Research
Context Aware Adaptive Systems
Context Aware Adaptive Systems observe their users and their environments to detect the context and automatically adjust and optimize their behavior to it. Context might be physical (e.g. location, infrastructure, temperature), logical (e.g. the user intention, user preferences, tools used, information needed, problem encountered), or social (e.g. the role in the group and interaction with the community). The main questions to be studied include:
- What are meaningful application scenarios and domains for context aware adaptive systems (e.g. self-healing or adaptation of user interface)?
- Which architectures are appropriate for context-aware systems and why?
- How can context be efficiently collected, represented, sessionized, and aggregated?
- How can the privacy of users be protected and what are acceptable trade-offs for different stakeholders?
How can the intentions and experience of the users be detected and used?
In particular, we are interested in context aware recommender systems, which support individuals as well as groups in accessing information, sharing information, and taking collective decisions. We focus on software engineering and management scenarios (e.g. recommender systems for release planning, requirements negotiations, useful documentation), as well as, software usage scenarios (e.g. recommenders for knowledge workers or for a group of drivers to avoid a traffic jump).
Innovative Mobile Services
Mobile is becoming mainstream. Nowadays, mobile devices are among the most sold computers in the world, often outperforming a typical five-year-old desktop computer. They offer novel human-computer interfaces like touch-screens or speech recognition, and employ powerful sensors, such as GPS, gyroscopes, or cameras. These interfaces and sensors enable a fully new spectrum of context-aware, personalized, and innovative services and applications. Examples include mobile learning, personal productivity management, mobile documentation, mobile project management. Common topics we are researching include:
- Mobile analytic, i.e. collecting, analyzing, and using data of (ad-hoc) mobile communities.
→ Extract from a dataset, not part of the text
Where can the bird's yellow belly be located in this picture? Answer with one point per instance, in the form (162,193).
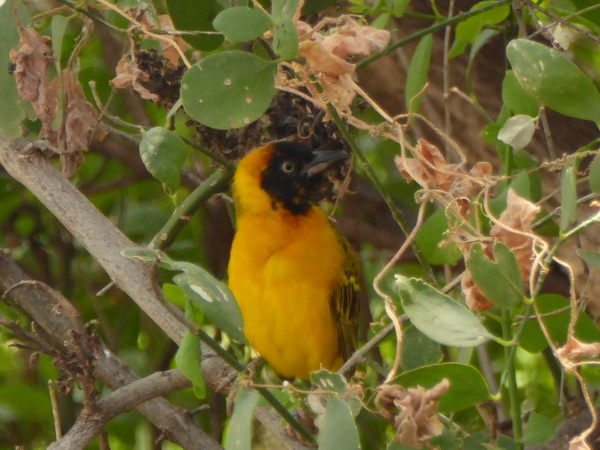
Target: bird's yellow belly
(283,278)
Detection of intentions of mobile users.
Moreover, the powerful, modern software frameworks and libraries, which enable the design of new mobile “apps” in several hours, together with the huge, highly dynamic user communities make mobile also attractive from the engineering perspectives. We are researching the potentials and challenges of mobile computing for the engineering and management of software, including:
- User communities in app stores.
- Mobile requirements (including usability, privacy, security, and performance).
- Tools, frameworks, and design patterns for mobile applications and services.
- Integration of mobile apps with conventional software systems.
- Mobile service deployment and composition (App engines, app stores).
Social Software Engineering
Social software engineering (SSE) covers two areas: (a) social and human aspects in software engineering and (b) engineering of social software. On the one hand, software engineering is a social activity, performed by different individuals. This necessitates methodologies and tools to deal with issues such as communication, coordination, knowledge sharing, compensation, and reconciliation. On the other hand, social computing is an expanding paradigm, which inherently incorporates intensive social interactions and implications. Engineering social software magnifies a spectrum of challenges like group requirements engineering, user involvement, social-awareness, privacy, security, and trust.
Software Socialness is a subfield of SSE, which aims at the systematic involvement of end users and their communities in the software lifecycle (e.g. by performing documentation, testing, marketing, or even development and integration tasks). This field revolutionizes the role of users, who become an integral part of the software processes and systems. The target software applications include a main component, which observes its usage with the objective of improving the quality of existing features and detecting needs for new features.